The Dia de Los Muertos exhibition at Florida CraftArt is full of life and color. As it should be.

Published May 18 2018
Updated May 21 2018

As soon as you pass through the paper flower archway to enter the bright pink gallery, it becomes clear that the "Dia de Los Muertos" exhibition at Florida CraftArt is full of life and color. As it should be: The Mexican holiday that honors loved ones who have passed is meant to celebrate life.

Dia de los Muertos, or the Day of the Dead, is a multi-day celebration that happens around Halloween. Originating in Mexico, the tradition is widely celebrated in the United States by Mexican-Americans and has gained international recognition.

Colorful altars are built where fruits and flowers are placed with photos and mementos of the departed. Skeletons and skulls are major icons in the tradition, which are represented in masks and foods, hence the term "sugar skulls."

Curator Mark Noll, who is Mexican, put the show together because he wanted to change people’s perception of the holiday as being dark and scary. He both invited artists and sent out an open call for artists to interpret the Day of the Dead.

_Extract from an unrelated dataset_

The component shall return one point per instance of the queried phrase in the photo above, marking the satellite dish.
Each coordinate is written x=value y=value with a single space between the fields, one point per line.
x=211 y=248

"Dia de los Muertos is a time to remember our friends and loved ones and honor them," Noll said. "It’s a joyous occasion. I wanted the artists to express this."

While there are a few morose pieces in the show, for the most part, the work reflects the joyful nature of the celebration. Vibrant hues pervade the exhibition. Some artists took a literal approach to the topic, like Packard de la Vega with his fantastic sculpture of a skeleton holding an iguana, From Her Body Life Blossoms Anew. Others went a more conceptual route, as with Carolina Cleere’s epic mobile of an antlered baby, titled Frida’s Child.

Noll also carved 160 sugar skull-shaped plaques for artists to embellish. The variety is off the charts with these, and many are completely unexpected. Todd Frain did an homage to the movie The Goonies with a nod to One-Eyed Willie; Patricia Preston Mastry’s depicts the notoriously haunted Vinoy hotel; and Chad Mize illustrated one in his trademark doodle style.

Images of the sugar skulls have been compiled into a book, The Sugar Skulls of Dia de los Muertos: A Celebration of Life, available for sale at Florida CraftArt.

There is much, much more in the exhibition, which remains on display through May 26. They’ll have a closing reception that evening from 5:30-7:30 p.m. with a People’s Choice award presentation.

Florida CraftArt is located at 501 Central Ave., St. Petersburg. The gallery is free an open to the public. Hours are 10 a.m.-5:30 p.m. Monday-Saturday and Sunday from noon-5 p.m.